It’s possible that this is the first time you’ve seen a link to 23andMe (although we told you about them a few years ago, after a study on sleep habits), although it is true that it has gained importance recently. though certainly not for the reasons they (and of course their clients) would like. If so, you should know that it is a biotech and genomics company that offers genetic testing as its core service to end users, people like you and me who may be curious to know at any given moment. What information can your DNA give you?

In this type of study, the client receives a kit to collect a DNA sample, usually saliva using a swab, which must then be sent to a laboratory where the appropriate analyzes will be performed and cross-referenced with the information once completed. available to the company. As a result, the user receives a complete message which generally includes everything from their susceptibility to certain diseases to the geographic origins of their ancestors.

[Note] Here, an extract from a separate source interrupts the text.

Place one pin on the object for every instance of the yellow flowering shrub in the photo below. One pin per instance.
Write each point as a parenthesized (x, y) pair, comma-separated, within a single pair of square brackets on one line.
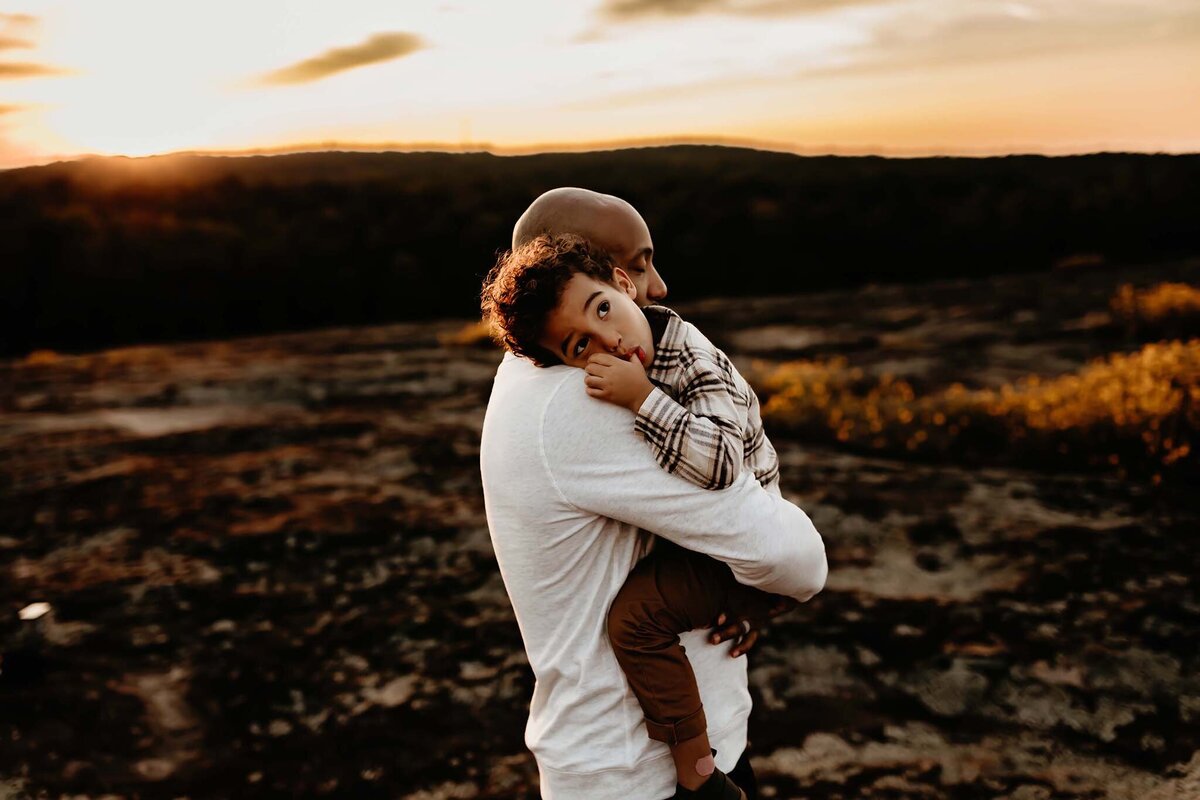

In general, users can consult their reports on the Internet, although of course they have to use their login credentials to the website of the company that offered them the service, such as 23andMe. And we are talking about very personal data, and in some cases they have a particularly high level of protection. That’s why the massive data breach that the company confirmed in December (although it was known about months before, as the exfiltrated data was already circulating on the dark web), resulted in a flurry of lawsuits against 23andMe from affected users.

A situation like this is no doubt complicated because the companies concerned are exposed to a huge image crisis. However, dropping the ball and targeting the victims even more is an example of how not to do things, and unfortunately that’s what happened in this case. So as we can read in TechCruch, 23andMe has accused some of its users of being responsible for a massive data breach.

Gattaca showed us a dystopian future in which information extracted from our DNA determined the course of our lives. Andrew Niccol had no idea what would happen if a database with this type of information was leaked and ended up in the wrong hands.

In a letter sent to those affected by 23andMe, which was accessed by this media outlet, the company says that the basis of the attack occurred due to the low security of passwords used by some of its users (around 14,000), during which the attackers managed to gain access. From there, the same attackers took advantage of an optional feature of the service called DNA Relatives, which allows customers to share some of their data with people who are somehow related to them based on their DNA studies. By taking down this thread and the 14,000 accounts originally compromised Attackers were able to obtain data from 6.9 million 23andMe users.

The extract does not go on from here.